What are the conditions for encountering a serialization failure?

Daniel Trebbien picture Daniel Trebbien · Oct 9, 2011 · Viewed 10k times · Source

The PostgreSQL manual page on the Serializable Isolation Level states:

[Like] the Repeatable Read level, applications using this level must be prepared to retry transactions due to serialization failures.

What are the conditions for encountering a serialization failure at the Repeatable Read or Serializable levels?

I tried to induce a serialization failure with two instances of psql running, but even though a transaction was committed by one instance, the other instance, inside a serializable-level transaction while the other committed, was successful in committing its changes. Both simply inserted records into a table, so perhaps I need to try something more complex.

Basically I am trying to understand what happens in the event of a serialization failure and how serialization failures arise.

Answer

kgrittn picture kgrittn · Apr 3, 2012

There are many possible causes for serialization failures. Technically, a deadlock between two transactions is one form of serialization failure, and can potentially happen at any isolation level if there are concurrent modifications to the schema (database structure). Since you're asking about PostgreSQL, you should be aware that in PostgreSQL this type of serialization failure gets a separate SQLSTATE from the the others: '40P01'. All other serialization failures return '40001'. The rest of this answer will focus on these non-deadlock varieties in PostgreSQL.

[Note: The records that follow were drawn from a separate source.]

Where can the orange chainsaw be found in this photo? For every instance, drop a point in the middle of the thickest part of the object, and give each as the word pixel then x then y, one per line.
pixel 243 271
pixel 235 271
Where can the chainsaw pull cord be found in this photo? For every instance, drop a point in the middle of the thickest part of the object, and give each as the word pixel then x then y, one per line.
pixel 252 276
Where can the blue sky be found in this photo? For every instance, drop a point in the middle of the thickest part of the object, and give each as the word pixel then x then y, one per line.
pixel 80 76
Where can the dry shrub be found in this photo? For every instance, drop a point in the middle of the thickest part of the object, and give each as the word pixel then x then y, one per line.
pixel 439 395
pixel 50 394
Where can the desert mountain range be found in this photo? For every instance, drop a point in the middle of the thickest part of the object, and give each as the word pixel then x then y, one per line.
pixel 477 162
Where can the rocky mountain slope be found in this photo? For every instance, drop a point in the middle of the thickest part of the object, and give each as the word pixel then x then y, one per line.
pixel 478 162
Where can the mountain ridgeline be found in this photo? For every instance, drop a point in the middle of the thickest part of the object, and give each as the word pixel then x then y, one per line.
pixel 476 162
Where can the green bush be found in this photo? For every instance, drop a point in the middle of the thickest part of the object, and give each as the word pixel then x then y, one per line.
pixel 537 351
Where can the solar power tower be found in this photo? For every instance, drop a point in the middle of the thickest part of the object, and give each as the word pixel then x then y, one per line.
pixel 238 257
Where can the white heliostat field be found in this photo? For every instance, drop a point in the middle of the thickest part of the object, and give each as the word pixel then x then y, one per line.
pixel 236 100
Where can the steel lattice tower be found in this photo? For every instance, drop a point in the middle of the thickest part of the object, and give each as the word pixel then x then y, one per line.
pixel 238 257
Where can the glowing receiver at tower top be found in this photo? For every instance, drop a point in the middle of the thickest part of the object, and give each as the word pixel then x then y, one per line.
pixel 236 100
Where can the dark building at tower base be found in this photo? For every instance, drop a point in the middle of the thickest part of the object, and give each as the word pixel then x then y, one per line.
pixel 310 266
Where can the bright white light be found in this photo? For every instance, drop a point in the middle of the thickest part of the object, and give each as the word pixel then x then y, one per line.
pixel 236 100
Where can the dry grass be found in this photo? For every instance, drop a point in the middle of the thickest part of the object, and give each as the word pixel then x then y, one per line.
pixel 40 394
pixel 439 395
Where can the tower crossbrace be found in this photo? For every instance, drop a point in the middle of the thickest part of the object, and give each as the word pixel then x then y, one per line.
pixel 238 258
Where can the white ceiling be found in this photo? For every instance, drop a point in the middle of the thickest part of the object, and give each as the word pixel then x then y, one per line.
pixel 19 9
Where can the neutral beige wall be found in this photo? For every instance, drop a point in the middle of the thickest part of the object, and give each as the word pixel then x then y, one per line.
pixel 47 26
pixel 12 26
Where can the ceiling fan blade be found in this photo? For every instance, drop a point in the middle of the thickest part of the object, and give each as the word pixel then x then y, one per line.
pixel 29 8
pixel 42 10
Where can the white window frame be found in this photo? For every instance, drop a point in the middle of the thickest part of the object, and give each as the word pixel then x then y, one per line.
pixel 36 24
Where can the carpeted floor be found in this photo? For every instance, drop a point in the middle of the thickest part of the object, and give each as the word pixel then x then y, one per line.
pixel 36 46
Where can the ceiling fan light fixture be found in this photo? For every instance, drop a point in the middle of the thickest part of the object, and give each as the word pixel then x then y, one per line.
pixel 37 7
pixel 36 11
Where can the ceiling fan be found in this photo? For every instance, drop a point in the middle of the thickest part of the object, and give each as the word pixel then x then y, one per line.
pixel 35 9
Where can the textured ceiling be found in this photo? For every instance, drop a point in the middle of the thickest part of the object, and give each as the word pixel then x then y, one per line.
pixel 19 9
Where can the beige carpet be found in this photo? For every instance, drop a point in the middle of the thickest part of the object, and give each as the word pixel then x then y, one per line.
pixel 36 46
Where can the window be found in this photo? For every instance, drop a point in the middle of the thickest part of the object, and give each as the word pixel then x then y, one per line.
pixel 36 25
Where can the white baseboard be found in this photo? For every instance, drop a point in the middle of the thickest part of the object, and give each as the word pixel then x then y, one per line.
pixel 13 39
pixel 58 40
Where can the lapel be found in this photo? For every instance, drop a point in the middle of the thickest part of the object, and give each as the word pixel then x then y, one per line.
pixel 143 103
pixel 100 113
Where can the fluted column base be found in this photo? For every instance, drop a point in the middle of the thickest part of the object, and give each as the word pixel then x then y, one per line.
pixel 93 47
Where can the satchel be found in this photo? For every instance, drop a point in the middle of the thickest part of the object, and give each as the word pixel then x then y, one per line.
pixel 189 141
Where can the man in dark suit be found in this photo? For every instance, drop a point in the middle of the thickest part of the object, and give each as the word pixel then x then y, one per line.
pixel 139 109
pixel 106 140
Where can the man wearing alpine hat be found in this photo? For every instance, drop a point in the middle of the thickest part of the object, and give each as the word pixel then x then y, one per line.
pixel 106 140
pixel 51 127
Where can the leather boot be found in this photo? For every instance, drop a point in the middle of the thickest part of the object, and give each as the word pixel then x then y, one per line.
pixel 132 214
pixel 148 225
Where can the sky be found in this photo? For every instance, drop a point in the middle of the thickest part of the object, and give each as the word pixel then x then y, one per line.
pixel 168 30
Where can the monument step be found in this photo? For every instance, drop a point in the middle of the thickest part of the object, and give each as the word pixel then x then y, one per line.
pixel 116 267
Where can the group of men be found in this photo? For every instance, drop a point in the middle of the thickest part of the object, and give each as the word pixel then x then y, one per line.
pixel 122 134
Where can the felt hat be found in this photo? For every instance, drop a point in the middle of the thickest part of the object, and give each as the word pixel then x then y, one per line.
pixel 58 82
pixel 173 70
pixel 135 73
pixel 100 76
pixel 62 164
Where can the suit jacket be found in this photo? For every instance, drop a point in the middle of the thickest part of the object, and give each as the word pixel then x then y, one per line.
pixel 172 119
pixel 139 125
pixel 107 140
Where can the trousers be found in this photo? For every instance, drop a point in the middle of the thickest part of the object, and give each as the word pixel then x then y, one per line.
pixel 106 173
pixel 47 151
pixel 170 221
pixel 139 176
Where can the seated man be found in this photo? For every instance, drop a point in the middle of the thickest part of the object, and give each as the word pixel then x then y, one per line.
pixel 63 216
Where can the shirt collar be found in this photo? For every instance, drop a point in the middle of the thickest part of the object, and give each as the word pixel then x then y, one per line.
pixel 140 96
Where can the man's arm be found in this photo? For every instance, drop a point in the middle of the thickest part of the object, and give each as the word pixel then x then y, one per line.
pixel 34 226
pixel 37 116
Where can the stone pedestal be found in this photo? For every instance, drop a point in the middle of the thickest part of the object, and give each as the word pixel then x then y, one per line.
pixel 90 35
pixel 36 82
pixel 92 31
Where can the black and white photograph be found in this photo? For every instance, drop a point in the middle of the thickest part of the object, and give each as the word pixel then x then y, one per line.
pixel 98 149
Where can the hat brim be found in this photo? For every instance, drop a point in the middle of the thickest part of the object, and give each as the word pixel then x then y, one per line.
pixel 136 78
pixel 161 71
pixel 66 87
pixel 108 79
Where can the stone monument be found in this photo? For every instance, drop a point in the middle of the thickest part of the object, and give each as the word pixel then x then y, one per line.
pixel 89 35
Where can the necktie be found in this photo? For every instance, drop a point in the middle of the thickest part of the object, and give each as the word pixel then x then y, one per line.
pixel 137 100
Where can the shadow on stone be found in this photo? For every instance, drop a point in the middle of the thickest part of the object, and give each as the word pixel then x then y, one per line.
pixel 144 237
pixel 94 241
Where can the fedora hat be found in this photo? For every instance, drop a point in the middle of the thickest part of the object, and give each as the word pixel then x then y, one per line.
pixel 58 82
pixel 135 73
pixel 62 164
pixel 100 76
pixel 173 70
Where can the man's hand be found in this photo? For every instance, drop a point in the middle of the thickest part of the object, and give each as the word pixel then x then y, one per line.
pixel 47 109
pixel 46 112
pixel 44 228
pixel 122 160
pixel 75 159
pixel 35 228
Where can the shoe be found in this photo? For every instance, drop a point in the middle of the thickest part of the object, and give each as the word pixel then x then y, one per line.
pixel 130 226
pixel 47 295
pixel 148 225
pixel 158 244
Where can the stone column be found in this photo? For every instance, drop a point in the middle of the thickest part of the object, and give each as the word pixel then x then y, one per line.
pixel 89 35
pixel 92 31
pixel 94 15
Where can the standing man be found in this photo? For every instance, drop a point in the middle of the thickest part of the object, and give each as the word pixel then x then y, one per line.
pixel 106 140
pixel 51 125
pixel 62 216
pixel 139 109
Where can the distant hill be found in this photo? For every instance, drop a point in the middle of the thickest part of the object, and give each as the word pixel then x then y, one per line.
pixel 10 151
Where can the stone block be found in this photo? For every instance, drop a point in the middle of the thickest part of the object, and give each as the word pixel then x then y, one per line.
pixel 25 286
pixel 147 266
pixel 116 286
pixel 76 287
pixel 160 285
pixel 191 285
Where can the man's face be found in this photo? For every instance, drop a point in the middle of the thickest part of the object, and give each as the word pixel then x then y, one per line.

Outside of a live replica ("hot standby") these can only occur at the two stricter isolation levels: REPEATABLE READ and SERIALIZABLE. At the REPEATABLE READ level these can only occur because of write conflicts -- two concurrent transactions try to update or delete the same (existing) row. The first transaction to make the attempt locks the row and proceeds. If it commits, the second transaction fails with a serialization failure. If the first transaction rolls back for any reason, the blocked transaction is freed to proceed and will acquire its own lock on the row. This behavior, in combination with a single "snapshot" for the duration of the transaction, is also known as SNAPSHOT ISOLATION.

Prior to PostgreSQL version 9.1, SERIALIZABLE transactions worked exactly the same way. Starting with 9.1 PostgreSQL uses a new technique called Serializable Snapshot Isolation to ensure that the behavior of any set of serializable transactions is fully consistent with some serial (one-at-a-time) execution of those transactions. When using SERIALIZABLE transactions in 9.1, your application should be prepared for serialization failures on any statement except for ROLLBACK -- even in read only transactions and even on COMMIT. For more information, see the PostgreSQL doc page at http://www.postgresql.org/docs/current/interactive/transaction-iso.html or the Wiki page giving examples of how serialization failures can occur in the new, stricter isolation level at http://wiki.postgresql.org/wiki/SSI

If you are using the Hot Standby feature, you can get a serialization failure on the read-only replica if there is a long-running query for which maintaining a stable view of the data would require the database to forestall replication for too long. There are configuration settings to allow you to balance "freshness" of the replicated data against tolerance for long-running queries. Some users may want to create more than one replica so that they can have up-to-date data (possibly even choosing synchronous replication) while allowing another to lag as needed to service long-running queries.

Edit to provide another link: The paper titled Serializable Snapshot Isolation in PostgreSQL, presented at the 38th International Conference on Very Large Databases provides more detail and perspective than the other links, along with references to the papers which laid the groundwork for this implementation.